Legislation introduced by Alderman Khalif Rainey and co-sponsored by Ald. Nik Kovac creates a pathway for felons to purchase city-owned homes. The full Common Council unanimously approved the proposal today. Rainey had learned of the ban while working on the city’s efforts to reinvigorate the Sherman Park neighborhood.
Ald. Michael Murphy questioned Rainey and Kovac on the protections in the proposal. While noting that this change is for those that have paid their debt to society, the long-time alderman asked the sponsors “was there any consideration if the crime itself was associated with real estate swindling?”
Rainey, citing a letter from the City Attorney, noted “there are still safeguards in place that should prevent this, should any malfeasance occur.

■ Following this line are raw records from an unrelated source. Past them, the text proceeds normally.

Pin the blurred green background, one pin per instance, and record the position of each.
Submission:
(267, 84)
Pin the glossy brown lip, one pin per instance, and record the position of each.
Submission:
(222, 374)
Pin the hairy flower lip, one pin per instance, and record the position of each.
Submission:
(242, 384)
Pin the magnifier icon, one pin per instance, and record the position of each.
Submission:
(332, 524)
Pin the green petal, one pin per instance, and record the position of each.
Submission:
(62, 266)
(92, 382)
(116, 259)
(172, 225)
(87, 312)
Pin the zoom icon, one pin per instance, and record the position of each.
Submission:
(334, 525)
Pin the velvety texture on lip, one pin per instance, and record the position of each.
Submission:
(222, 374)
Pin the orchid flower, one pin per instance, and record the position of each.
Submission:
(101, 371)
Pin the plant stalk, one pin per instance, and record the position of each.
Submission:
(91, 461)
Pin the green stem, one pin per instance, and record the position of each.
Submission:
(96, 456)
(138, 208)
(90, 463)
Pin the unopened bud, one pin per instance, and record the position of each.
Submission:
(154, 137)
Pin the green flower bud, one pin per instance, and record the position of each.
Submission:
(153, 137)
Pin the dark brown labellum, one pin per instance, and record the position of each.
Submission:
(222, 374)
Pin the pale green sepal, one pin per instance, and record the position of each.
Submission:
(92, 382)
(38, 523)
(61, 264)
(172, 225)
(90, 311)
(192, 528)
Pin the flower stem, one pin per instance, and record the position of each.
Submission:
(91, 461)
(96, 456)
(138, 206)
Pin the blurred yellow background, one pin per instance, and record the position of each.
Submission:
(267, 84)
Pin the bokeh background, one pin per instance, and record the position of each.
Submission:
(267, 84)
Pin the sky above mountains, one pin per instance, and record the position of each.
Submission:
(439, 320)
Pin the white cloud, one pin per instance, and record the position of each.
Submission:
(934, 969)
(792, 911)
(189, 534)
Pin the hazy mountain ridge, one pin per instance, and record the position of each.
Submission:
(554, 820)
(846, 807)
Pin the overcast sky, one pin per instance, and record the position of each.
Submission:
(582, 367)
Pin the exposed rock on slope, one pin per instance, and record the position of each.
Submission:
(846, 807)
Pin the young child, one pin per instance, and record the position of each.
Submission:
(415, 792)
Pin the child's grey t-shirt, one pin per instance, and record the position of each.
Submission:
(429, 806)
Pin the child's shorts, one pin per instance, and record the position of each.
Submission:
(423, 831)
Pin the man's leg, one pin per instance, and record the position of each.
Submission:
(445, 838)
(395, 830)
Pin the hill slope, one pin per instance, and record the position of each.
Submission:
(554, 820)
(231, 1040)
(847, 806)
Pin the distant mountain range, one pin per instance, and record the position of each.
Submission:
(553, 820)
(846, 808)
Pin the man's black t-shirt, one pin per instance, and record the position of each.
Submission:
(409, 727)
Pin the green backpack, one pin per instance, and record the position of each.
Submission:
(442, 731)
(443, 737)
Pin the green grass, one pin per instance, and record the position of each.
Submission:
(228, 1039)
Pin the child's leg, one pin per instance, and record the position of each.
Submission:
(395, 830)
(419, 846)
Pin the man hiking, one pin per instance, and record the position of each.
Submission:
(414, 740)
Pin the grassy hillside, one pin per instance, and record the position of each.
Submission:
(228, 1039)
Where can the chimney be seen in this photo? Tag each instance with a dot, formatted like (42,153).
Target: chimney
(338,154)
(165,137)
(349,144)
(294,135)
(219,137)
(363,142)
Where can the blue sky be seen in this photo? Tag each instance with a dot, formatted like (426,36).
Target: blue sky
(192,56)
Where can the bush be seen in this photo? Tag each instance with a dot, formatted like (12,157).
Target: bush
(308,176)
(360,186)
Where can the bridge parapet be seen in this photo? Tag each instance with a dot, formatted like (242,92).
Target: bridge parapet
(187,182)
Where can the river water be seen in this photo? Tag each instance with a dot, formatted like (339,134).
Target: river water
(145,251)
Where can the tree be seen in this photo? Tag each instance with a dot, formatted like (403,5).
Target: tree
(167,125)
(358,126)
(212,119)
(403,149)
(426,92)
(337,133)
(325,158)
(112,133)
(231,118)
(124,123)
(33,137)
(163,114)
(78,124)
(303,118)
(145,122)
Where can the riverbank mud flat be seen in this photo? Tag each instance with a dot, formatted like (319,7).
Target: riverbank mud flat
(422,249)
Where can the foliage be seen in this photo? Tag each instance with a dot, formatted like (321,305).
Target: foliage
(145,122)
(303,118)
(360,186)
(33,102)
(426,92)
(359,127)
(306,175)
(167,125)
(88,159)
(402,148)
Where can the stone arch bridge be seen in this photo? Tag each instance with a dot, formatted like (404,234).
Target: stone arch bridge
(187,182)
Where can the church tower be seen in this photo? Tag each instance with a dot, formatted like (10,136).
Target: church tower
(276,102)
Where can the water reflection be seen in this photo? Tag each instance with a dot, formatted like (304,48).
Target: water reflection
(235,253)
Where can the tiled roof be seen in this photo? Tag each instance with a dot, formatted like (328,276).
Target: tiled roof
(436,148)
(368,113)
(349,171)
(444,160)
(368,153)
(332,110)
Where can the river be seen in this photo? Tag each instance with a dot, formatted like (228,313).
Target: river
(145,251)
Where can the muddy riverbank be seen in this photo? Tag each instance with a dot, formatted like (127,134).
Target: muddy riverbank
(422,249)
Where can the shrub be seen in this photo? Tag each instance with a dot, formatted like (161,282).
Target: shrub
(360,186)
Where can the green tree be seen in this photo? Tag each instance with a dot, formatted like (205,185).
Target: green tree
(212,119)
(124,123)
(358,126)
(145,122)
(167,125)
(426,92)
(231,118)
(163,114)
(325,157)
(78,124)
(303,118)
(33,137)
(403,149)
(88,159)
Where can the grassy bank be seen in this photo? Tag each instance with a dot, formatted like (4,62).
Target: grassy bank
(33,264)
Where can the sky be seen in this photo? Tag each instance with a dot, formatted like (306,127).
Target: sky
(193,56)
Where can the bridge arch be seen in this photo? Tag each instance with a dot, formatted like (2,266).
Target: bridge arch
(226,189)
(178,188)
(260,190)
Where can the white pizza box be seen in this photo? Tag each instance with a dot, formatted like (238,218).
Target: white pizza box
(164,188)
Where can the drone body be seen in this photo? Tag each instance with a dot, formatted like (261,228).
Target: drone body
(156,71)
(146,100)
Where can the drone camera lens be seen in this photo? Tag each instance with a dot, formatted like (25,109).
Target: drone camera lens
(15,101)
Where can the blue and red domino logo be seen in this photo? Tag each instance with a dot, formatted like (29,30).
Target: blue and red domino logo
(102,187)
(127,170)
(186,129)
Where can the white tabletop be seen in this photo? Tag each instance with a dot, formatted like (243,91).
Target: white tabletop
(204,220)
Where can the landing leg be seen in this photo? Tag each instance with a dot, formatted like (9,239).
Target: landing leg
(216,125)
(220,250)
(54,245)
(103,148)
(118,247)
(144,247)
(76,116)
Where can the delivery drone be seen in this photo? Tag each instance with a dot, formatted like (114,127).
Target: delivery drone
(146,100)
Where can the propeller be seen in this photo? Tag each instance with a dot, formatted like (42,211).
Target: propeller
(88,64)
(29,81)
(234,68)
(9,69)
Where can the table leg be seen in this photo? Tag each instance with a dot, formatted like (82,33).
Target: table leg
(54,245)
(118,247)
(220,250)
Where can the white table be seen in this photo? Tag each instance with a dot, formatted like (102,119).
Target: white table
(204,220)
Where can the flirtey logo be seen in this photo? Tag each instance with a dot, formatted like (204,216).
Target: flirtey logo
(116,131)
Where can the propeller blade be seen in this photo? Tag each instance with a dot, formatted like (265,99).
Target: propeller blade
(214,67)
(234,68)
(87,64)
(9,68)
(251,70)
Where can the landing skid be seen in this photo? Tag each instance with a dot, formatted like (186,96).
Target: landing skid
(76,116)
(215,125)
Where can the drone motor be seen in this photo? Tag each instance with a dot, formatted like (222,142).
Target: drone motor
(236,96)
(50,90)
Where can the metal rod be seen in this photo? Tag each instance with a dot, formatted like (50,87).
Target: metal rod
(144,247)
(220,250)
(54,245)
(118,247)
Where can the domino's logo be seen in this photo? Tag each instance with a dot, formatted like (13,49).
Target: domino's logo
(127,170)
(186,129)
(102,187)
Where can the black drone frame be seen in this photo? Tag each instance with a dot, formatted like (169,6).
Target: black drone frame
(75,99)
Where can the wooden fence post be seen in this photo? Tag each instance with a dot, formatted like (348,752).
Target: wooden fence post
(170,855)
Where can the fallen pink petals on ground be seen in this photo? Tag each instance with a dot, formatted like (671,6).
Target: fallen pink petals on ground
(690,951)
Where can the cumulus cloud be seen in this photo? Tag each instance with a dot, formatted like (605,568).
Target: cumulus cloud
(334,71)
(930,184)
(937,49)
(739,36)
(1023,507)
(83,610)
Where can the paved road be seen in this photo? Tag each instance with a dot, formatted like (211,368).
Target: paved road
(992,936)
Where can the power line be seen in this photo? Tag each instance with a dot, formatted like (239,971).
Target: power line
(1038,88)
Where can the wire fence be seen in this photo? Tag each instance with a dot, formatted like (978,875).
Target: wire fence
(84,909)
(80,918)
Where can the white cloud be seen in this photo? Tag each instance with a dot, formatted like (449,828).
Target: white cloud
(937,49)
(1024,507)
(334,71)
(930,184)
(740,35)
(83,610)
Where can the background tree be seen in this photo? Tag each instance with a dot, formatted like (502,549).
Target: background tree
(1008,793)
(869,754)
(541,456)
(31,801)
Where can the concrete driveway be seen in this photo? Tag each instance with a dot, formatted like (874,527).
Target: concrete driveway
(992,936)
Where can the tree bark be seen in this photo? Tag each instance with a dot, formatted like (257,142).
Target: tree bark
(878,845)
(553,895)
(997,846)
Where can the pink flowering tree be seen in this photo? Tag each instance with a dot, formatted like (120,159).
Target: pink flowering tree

To respond to Alderman Murphy’s concern there will still be some oversight, this won’t be a free for all.”
Rainey and Kovac went on to justify their support for the proposal, noting that it mirrors similar “ban the box” legislation that eliminates questions about being a felon on job applications and other government forms. Rainey stated “it is important that we be transparent to the people of Milwaukee that, should you be interested in buying a home in Milwaukee, the opportunity does exist.”
Added Kovac:”I agree with Alderman Rainey that we need to send a message to the community that we know there are a lot of people with criminal records in the community and we want them and expect them to get back on their feet.” Kovac added that a similar adjustment was made to the city’s rent-to-own program.
The new ordinance doesn’t completely wipe out safeguards for the city in doing background checks on potential buyers. Officials would still be allowed to check for any existing health and building code violations, any open Department of Neighborhood Services orders and whether the buyer had a tax foreclosed property in the last five years.
The legislation applies to city-owned homes. The city, which Kovac notes is an owner of last resort, is still dealing with a substantial inventory of tax-foreclosed properties following the Great Recession and associated foreclosure crisis.